Who knew storage could cool again? Pure Storage has upset the legacy IT business known as enterprise storage by bringing in several innovations to the storage industry. From their original FlashArray //M, they made the decision to build modular architectures and this resulted in two platforms: FlashArray //X for primary storage, and FlashBlade for object storage and unstructured data.
In the FlashArray //X, Pure Storage built a software-defined flash management layer across the storage fabric. The goal of this layer is to eliminate all the inefficiencies that are bound to using flash drives, such as having a single Flash Translation Layer (FTL) per drive. The development of DirectFlash modules in the FlashArray //X is in line with this strategy and makes the array more efficient by handling at a global scale operations such as garbage collection, allocation, I/O optimization and error correction.
While this makes FlashArray //X an industry leading all-flash arrays (AFA), there are use cases where data needs to be as close as possible to compute resources, such as shared-nothing architectures and big data workloads. Solutions up until now have been to use DAS. Direct attached storage resides on a server and doesn’t need to be shared with any other node. Customers choose DAS because it is fast, simple to configure, and very cheap.
But DAS has limitations – it has no snapshots, no replication, no deduplication, no thin provisioning or business continuity features. It is also not enterprise-grade reliable. So what does Pure Storage do? They develop DirectFlash Fabric – an enterprise-grade approach that resolves the DAS performance, reliability, and manageability problems.
DirectFlash Fabric is an end-to-end NVMe solution. The term “end-to-end NVMe” means the storage platform supports front-end NVMe connectivity (the fabric or network) along with back-end device connectivity (NVMe flash). With this architecture, Pure Storage looks, feels and tastes like DAS.

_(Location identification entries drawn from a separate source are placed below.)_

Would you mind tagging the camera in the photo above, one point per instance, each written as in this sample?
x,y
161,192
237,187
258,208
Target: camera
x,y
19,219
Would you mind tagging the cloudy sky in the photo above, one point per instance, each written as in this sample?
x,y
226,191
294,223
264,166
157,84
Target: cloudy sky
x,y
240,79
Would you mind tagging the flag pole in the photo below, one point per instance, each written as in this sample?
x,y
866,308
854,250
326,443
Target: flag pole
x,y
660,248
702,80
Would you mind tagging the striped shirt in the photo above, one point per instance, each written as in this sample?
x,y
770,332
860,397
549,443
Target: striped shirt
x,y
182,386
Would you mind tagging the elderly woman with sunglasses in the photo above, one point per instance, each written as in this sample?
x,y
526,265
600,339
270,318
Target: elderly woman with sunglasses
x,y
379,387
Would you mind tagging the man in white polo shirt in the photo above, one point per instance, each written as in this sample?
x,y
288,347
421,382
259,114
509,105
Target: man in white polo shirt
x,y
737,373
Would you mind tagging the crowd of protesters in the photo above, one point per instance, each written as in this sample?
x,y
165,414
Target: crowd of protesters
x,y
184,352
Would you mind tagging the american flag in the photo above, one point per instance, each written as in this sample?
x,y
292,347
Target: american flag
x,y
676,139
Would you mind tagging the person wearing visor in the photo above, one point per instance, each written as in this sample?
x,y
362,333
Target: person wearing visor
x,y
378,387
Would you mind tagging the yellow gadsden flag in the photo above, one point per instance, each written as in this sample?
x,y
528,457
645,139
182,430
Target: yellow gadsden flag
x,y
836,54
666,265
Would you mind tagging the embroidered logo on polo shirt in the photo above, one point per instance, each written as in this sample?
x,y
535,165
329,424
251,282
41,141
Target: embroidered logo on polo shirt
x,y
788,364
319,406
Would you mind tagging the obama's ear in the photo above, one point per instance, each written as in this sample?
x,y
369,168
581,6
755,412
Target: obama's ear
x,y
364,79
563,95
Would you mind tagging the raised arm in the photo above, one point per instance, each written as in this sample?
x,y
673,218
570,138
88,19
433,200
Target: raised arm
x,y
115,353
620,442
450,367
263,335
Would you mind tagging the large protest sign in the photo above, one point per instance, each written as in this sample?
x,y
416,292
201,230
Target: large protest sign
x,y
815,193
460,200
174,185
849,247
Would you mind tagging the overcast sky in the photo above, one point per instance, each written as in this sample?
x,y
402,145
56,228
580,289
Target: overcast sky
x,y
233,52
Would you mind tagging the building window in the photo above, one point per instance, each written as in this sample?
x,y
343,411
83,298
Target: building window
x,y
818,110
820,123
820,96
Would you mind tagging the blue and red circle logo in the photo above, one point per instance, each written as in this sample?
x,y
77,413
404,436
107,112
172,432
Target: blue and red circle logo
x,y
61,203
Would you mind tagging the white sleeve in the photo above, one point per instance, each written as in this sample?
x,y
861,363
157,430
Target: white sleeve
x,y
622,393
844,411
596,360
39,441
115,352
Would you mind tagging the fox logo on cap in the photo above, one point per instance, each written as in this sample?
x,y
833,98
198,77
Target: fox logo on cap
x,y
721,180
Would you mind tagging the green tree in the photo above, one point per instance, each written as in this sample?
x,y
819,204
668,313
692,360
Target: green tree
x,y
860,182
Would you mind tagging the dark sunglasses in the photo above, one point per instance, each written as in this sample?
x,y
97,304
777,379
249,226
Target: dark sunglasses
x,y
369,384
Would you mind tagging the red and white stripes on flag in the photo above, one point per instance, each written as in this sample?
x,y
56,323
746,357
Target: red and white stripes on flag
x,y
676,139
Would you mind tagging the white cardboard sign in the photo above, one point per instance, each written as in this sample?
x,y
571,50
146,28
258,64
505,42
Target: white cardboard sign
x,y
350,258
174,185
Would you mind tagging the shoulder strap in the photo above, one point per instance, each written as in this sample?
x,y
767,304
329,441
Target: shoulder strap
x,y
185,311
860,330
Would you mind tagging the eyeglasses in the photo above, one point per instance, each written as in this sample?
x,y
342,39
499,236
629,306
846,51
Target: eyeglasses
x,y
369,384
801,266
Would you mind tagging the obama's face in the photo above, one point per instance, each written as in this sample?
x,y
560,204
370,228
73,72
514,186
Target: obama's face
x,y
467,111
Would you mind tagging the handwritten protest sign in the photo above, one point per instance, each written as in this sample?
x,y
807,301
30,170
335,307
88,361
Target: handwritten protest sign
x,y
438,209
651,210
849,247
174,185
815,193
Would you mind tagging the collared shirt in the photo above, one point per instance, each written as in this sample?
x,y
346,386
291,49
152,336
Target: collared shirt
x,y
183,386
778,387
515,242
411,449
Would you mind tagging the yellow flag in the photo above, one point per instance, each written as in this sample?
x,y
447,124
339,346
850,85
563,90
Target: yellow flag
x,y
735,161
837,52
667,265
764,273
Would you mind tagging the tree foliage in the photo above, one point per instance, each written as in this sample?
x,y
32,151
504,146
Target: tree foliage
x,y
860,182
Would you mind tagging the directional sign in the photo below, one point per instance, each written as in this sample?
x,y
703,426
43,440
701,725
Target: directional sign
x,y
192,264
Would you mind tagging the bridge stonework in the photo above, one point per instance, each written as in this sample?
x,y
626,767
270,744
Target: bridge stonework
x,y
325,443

As a performance comparison, Pure Storage has reduced DB query times on a standard test workload from 10 seconds on their first FlashArray //M storage array all the way down to 2.5 seconds on the FlashArray //X with DirectFlash Fabric. This is a 4x reduction. For reference, the same query would take five minutes to run on a legacy disk arrays.
The illustration below shows the latency areas (in orange) that have been either eliminated or optimized during each step.
To get this level of performance, all you need is a FlashArray //X storage array and NVMe/RoCE adapters installed. You will also need to have servers with network adapters that support RoCE (RDMA over Converged Ethernet). RoCE network adapters use hardware-offloading and communicate directly with a storage array using direct memory access and native NVMe commands, eliminating the latencies associated with the iSCSI protocol as well as reducing CPU utilization (Pure tested a 25% CPU savings).
RDMA over Converged Ethernet is only the first step: Pure Storage plans to deliver support for NVMe over Fiber Channel later in 2019 and NVMe over TCP in 2020.
Summary: DirectFlash Fabric provides not only better performance, but also a reduced data center footprint. A single FlashArray //X with 15 physical servers attached can deliver usable capacity of 1 PB (based on a 5:1 data reduction ratio) in a half rack footprint. Compare this to a DAS solution requiring 19 2U servers and delivering around 250 TB of usable capacity (and without any data management services such as deduplication, compression, replication and snapshots).